One of the reviews done not long before my being removed from the working world was Bejeweled 3 on my DS. It’s a simple enough game – move one gem to complete a row of three, four or five, which drops more gems and continues the game until no moves are left or time runs out – but it became an obsession. My DS became something I didn’t just keep nearby for an emergency recess, but it practically slept on my bed, and its battery-charge LED a nightlight. There wasn’t any pressure in the game unless I decided to allow it, and even then I could start back up at any time, or just use Zen (endless) mode to zone out and escape my thoughts for a while.
Then, after some reviews on the PSP, I began itching for the same kind of zoning out process there. Enter Disgaea 2: Dark Hero Days, the port of Disgaea 2 from the PS2 with a story that, the first time, was fine, but didn’t scratch that itch as much as it needed to. But D2 had a secret weapon that felt designed just for me: the Item World, where players can select an item from their inventory and continue the game while adding to that item’s stats (for example, leveling up a sword to raise its attack). There is more, like defeating any Senators in the Dark Assembly that vote against you for raising game difficulty or purchasing stronger weapons, but even they were secondary… the Item World did the same job Bejeweled did, but in strategy-RPG form. The structure of battles and developing characters, then utilizing their skills in turn-based battles without a tangible time limit, asked me to think critically about each battle and use my resources as best I could and escape my regular, unstructured life.
These aren’t new concepts for games, I’ll be the first to tell you that. But for my experience they were vital to keeping a cool head. Playing them back and forth before bed every night helped keep me focused on writing every day (which helped me to build my writing ability), they helped calm me down after receiving the messages that I didn’t get an applied-for job, they invited me to keep going and keep trying without any criticisms or suggestions. As much as I needed my friends during that time, the escape of both Bejeweled 3 and Disgaea 2 on my DS and PSP respectively became a part of who I was as a person, more so than any other games I think I’ve ever played. I have poured nearly 300 hours between the two of them over the 14 months I was trying to rejoin the workforce, and the two of them are as appreciated now in my mind as they were at the time.

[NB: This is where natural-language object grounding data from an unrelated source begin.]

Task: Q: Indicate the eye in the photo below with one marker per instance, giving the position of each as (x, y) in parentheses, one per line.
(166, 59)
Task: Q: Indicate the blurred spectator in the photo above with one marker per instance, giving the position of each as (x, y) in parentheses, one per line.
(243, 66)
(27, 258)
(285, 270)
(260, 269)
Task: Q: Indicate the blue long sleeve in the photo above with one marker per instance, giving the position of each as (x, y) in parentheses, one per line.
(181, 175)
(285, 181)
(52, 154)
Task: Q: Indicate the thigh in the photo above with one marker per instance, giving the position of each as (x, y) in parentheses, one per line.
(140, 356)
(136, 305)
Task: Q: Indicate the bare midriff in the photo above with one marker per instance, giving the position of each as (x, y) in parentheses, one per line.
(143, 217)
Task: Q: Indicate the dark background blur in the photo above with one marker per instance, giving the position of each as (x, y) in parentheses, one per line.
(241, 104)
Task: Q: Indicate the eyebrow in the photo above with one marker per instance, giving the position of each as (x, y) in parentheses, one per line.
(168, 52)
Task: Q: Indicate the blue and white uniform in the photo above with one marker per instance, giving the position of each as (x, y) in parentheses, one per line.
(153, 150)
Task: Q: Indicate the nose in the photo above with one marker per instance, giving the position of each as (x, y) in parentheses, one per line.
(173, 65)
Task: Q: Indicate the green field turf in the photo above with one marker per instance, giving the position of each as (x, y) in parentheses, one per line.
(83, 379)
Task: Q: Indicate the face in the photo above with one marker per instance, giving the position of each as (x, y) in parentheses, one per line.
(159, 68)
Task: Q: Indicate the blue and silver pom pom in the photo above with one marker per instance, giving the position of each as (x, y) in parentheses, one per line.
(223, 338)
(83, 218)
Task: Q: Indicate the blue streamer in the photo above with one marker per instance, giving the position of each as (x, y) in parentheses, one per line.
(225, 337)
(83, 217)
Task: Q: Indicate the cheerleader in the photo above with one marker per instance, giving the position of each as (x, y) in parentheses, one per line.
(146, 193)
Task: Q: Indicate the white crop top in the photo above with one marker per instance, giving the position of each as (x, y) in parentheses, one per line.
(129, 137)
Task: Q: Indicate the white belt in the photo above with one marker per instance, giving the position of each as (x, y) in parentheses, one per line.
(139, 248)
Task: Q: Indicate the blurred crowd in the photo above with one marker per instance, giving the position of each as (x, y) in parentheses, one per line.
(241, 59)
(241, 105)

So maybe they’re the answer to the original questions: “What is your favorite console/game?” Maybe my favorite consoles are my DS and PSP, and favorite games are Bejeweled 3 and Disgaea 2. I don’t really know. But better than simply picking them for that lofty goal, I can say they’ve had more of an impact on my life than possibly any others. I know Super Mario Brothers 3 was the first game I found myself absolutely obsessed with, Pokemon the first true RPG experience, and Tetris a constant focus throughout my life, but are they really my “favorites”? Are they the “best” games I’ve ever played? Possibly. Maybe. But the very idea of “bests” and “favorites” really doesn’t matter to me, I’m much more interested in what has shaped me as a gamer and as a person.
Bejeweled 3 and Disgaea 2 have done that. And with their faults, what they helped me through puts them in a space above simple favoritism.
Thanks for reading, and whatever keeps you standing, my friends.